What really is sad is that this girl’s demeanor towards her father is in no way atypical from many teens today. I tend to hear my friends speak towards their parents in a similar manner with no filter; my peers run their mouths to their parents, oftentimes even belittling their parents.

Whatever happened to respect thy elders? Parents used to demand that their children treat them with respect, something that occurred without question. However, in many families this trait has dissolved. Many kids have a relationship with their parents like the one they have with their peers, referring to their parents as “Donna” and “Mark,” rather than “Mom” and “Dad.” Many teens even swear in from of their parents without thinking twice about it.

This carelessness towards how many teens speak to their parents reflects a great lack of respect. Parents deserve to be shown this respect because they are responsible for providing their children with so much. What we need is a change in the way many view, and therefore speak, to their parents. According to P.M. Forni, an expert in civility at John Hopkins University, the return of respect and veneration for parents is vital for teens to form valuable relationships with their parents because in doing so, “The quality of [those] relationships will substantially increase and with it the overall quality of everyday life” (62-63). 

Monday, March 28, 2011

Party at Club Fondren

As I scroll down my Facebook news feed on a Tuesday afternoon, I see several status about the "Club Fondy partying happening tonight." Statuses like "Raging in Fondren," and "Club Fondy is crazy," flood the page. At first glance, it may appear that "Club Fondy" is an actual Club where teens party at. However, the truth is that Fondren is actually the library at SMU. While these Facebook statuses may be sarcastic, they do reveal some truths. The library has become a social place now where people congregate with friends, rather than study or finish homework. And even though many do go to the library intending to be productive, doing so tends to be difficult. Those who arrive at the library just to meet up with friends contaminate the environment with their chatting and socializing, ruining one of the only places where students were once guaranteed a quiet place to study without distractions.

Don't get me wrong. I like studying with friends and around others. However, at the SMU library that goal seems distorted for many. I do think that most students retreat to the library intending to accomplish some homework. However, many spend most of their time avoiding getting much done. And consequentially, their actions prevent others from any means of productivity as well. 


For example, this past week I went to the library alone, planning on finish some reading for a class.  As I opened my book to start reading, my friend Lexi saw me and came over, asking if I wanted to study together.
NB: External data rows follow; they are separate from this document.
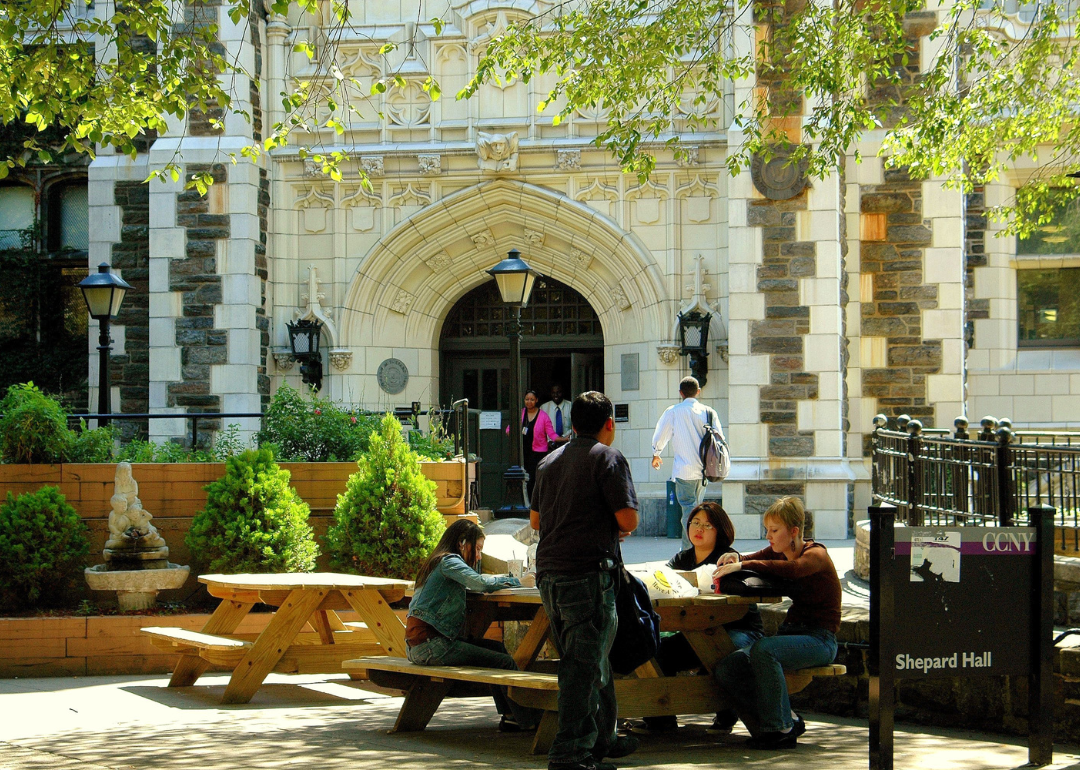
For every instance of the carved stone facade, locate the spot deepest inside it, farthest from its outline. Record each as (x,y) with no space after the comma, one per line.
(847,298)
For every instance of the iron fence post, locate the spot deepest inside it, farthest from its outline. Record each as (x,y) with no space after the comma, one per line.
(1006,487)
(914,477)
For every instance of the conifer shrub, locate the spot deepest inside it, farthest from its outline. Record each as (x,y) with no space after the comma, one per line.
(254,521)
(43,548)
(386,524)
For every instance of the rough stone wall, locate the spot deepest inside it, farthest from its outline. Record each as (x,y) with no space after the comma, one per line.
(131,369)
(196,278)
(780,335)
(891,252)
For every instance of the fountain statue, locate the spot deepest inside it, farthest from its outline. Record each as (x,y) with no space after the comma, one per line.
(136,557)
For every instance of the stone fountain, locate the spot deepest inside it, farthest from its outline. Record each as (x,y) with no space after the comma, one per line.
(136,557)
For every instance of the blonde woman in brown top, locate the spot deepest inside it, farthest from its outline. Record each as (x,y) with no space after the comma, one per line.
(754,677)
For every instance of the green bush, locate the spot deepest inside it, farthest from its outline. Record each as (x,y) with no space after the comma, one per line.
(32,427)
(314,430)
(92,445)
(254,521)
(43,546)
(386,524)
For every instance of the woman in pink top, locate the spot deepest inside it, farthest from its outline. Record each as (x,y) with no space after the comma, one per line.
(537,431)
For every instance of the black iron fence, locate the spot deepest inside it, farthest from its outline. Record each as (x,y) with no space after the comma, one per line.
(989,478)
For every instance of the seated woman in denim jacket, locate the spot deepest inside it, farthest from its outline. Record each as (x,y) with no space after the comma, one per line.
(711,535)
(754,677)
(436,616)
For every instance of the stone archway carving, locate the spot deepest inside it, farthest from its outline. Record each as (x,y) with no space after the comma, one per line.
(441,253)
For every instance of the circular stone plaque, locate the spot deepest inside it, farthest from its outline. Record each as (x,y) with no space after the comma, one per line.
(778,178)
(392,376)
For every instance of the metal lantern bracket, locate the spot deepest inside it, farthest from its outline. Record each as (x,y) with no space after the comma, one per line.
(698,308)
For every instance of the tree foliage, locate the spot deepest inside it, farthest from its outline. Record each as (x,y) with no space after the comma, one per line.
(996,89)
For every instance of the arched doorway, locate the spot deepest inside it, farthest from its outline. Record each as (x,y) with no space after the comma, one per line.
(562,342)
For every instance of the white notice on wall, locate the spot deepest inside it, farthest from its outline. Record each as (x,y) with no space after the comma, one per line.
(935,556)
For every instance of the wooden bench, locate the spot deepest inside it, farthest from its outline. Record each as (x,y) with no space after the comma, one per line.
(426,686)
(307,654)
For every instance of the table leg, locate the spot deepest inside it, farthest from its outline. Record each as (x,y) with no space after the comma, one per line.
(381,621)
(225,620)
(711,646)
(545,733)
(323,626)
(271,645)
(421,701)
(532,642)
Her phone buzzed every five minutes from a new text message, interrupting my train of thought. Two hours into "studying" I realized I had read about ten pages. I couldn't focus. I told Lexi I had to move away from her because I wasn't getting anything done. After I moved, I focused for thirty minutes, until a group of students came in and sat at the table next to me. They chatted and laughed for a while, so I asked them if they would stop. They obliged, even though offended, looking at me as though I had asked them to stop dancing at the prom. Soon another student sat by me, crunching loudly on chips and answering phone calls. Three hours and only thirty pages in, I got up and left.

Here's my question: Why do people even bring these distractions with them? Not only does in not benefit themselves, but it hurts all of those in the library. These people's actions show that they have no respect for their fellow students. Stephen L.Carter, Professor of Law at Yale, provided in his book Civility, an example of 19-century train rides in which everyone "Followed the rules for the sake of their fellow passengers, and they did so, as one historian noted, out of a spirit of 'self-denial and the self-sacrifice of one's own comforter another's" (4).  People showed courtesy and respect for one another on these train rides.The library is like the train in this scenario. We all need to show some respect for those in the library by keeping our socializing, phones, food, and any other distractions out of the library, so that it can return as a students' refuge for studying.